Imperterrito si è seduto in mezzo agli altri, nella scuola gremita dei pochi cristiani e dei più numerosi catecumeni del villaggio. Sembrava un cristiano perfetto, solo che non sapeva che cosa fosse il segno di croce e si trovava un po’ spaesato tra canti, preghiere e letture varie. Un’ora e un quarto di Messa! Dopo Messa, dietro di lui, si erano già accodati altri pazienti. Nel tardo pomeriggio mi sono accorto di averne visitati almeno una ventina…

Un grazie e due peara...

Tra i pazienti c’era una donna, venuta a ringraziarmi per averle guarito la figlia da strani dolori intestinali. I medici locali, come al solito, le avevano detto che doveva essere operata di appendicite. Nel salutarmi, mi ha regalato più di una lacrima. Mi diceva: "Ora che te ne andrai, cosa faremo? Da chi andremo quando saremo malati?". L’ho ringraziata per quelle parole sincere. Da queste parti non capita spesso di sentire un "grazie".

Intanto, la sua bimba di dieci anni mi porgeva due peara, un frutto simile a una mela con tanti semi dentro. Ho tentato di rifiutarle, dicendo che il mio stomaco non aveva bisogno di frutta extra. Sarei stato più contento se le avessero mangiate loro al posto mio.

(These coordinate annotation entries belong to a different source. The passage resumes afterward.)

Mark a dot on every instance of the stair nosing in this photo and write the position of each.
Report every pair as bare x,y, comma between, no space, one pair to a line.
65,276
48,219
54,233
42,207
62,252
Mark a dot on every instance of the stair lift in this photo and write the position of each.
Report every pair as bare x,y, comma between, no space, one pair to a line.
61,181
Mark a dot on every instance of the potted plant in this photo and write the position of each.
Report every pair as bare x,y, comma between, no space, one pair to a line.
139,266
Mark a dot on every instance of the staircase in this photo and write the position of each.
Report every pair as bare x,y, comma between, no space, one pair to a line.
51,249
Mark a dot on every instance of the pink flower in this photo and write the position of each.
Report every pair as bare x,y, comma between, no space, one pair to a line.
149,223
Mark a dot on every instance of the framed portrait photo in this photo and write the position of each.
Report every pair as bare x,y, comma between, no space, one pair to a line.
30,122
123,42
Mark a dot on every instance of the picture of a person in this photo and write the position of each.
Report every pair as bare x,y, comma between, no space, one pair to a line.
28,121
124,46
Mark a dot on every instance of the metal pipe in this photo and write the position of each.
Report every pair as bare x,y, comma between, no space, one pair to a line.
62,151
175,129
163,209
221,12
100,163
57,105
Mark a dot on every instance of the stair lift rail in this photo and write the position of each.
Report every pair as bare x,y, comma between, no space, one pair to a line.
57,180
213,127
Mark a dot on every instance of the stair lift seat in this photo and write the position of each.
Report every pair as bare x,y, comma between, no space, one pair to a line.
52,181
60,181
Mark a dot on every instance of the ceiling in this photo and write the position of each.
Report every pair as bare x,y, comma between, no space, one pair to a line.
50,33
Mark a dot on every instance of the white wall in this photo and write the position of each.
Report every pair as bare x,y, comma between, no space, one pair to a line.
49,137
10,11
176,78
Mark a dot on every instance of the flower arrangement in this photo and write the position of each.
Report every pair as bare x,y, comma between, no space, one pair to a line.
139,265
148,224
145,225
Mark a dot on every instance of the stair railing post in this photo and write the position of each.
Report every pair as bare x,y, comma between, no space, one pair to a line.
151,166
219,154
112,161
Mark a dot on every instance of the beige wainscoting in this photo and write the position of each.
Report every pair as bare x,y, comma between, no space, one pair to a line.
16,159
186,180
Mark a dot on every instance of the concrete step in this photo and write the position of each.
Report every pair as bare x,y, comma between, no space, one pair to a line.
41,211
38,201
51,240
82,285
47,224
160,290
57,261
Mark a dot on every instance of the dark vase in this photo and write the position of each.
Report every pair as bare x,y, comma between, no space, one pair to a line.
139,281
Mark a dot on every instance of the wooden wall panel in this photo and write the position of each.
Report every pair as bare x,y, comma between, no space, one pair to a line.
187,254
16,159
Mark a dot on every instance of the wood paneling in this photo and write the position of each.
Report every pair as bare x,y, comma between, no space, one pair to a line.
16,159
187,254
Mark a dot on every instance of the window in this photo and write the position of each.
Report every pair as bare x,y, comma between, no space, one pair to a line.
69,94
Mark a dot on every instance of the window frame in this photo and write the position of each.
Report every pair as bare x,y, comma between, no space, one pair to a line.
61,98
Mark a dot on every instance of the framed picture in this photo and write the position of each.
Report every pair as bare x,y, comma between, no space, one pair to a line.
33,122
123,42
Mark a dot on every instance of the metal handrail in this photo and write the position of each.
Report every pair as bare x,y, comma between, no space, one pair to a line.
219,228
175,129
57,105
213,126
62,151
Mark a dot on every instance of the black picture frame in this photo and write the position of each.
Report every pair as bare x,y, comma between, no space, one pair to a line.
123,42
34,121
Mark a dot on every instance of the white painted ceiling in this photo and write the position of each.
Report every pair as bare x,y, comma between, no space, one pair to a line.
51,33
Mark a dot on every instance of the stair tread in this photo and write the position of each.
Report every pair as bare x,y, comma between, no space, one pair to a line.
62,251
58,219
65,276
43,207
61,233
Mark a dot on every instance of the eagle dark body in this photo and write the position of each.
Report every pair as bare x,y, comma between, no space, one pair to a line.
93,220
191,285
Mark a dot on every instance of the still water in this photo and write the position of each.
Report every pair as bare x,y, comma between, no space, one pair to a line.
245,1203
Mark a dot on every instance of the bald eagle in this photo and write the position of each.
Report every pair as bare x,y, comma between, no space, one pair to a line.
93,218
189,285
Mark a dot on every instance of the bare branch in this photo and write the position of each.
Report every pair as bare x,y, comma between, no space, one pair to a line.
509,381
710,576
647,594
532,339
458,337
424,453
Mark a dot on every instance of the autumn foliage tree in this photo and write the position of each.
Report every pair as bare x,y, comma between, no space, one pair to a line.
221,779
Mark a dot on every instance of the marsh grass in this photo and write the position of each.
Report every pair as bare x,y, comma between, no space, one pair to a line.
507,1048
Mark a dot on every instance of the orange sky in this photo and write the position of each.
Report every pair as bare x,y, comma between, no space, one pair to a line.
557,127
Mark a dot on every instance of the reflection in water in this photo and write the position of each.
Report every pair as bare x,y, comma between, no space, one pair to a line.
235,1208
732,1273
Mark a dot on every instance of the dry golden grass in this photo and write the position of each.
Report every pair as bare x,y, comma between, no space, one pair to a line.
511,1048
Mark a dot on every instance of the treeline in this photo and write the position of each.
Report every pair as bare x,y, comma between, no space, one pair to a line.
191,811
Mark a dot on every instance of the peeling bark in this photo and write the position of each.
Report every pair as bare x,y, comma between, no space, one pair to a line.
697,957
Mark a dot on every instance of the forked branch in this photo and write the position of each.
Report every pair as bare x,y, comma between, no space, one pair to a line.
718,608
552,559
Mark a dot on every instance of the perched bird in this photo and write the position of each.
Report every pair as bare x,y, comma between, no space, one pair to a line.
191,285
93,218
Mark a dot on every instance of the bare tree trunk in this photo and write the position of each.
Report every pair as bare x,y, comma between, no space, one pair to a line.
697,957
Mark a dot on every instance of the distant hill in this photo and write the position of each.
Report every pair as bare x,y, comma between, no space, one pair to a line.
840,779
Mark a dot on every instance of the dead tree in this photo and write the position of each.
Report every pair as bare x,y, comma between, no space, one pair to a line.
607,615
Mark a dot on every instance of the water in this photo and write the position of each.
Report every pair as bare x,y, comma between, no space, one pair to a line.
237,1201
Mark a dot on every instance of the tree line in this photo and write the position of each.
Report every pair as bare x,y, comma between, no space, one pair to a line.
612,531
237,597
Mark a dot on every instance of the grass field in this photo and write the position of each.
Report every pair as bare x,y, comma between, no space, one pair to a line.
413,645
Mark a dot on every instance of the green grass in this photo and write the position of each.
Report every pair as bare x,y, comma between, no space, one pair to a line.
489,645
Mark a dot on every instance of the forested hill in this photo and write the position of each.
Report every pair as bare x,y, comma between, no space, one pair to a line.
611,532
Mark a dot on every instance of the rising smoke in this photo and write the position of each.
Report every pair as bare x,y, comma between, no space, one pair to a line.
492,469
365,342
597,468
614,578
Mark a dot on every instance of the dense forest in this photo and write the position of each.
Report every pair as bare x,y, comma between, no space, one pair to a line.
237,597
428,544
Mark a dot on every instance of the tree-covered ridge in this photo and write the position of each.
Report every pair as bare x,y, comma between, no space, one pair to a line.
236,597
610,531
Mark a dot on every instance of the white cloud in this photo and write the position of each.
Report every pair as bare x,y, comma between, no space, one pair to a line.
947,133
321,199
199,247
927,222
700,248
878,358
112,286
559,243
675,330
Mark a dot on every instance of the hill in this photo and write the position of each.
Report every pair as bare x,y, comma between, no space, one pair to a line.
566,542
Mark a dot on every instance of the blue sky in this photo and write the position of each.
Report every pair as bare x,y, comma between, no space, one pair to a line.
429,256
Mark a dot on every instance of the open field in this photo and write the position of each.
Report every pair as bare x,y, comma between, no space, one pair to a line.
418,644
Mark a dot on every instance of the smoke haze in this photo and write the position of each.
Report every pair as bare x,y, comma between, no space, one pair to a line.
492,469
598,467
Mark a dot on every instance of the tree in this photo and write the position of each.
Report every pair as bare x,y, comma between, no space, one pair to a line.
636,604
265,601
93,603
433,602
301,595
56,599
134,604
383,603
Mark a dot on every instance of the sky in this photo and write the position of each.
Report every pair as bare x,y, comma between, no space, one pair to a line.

Non c’è stato verso. Ho dovuto accettarle. Difficile dirvi cosa mi passava nel cuore!

Congedandomi dalla donna le ho detto: "Va' a casa con la tua piccola e per favore, lungo la strada non voltarti indietro; rischieresti di farmi piangere".

Le ho viste allontanarsi, e un piccolo magone in gola l’ho sentito comunque.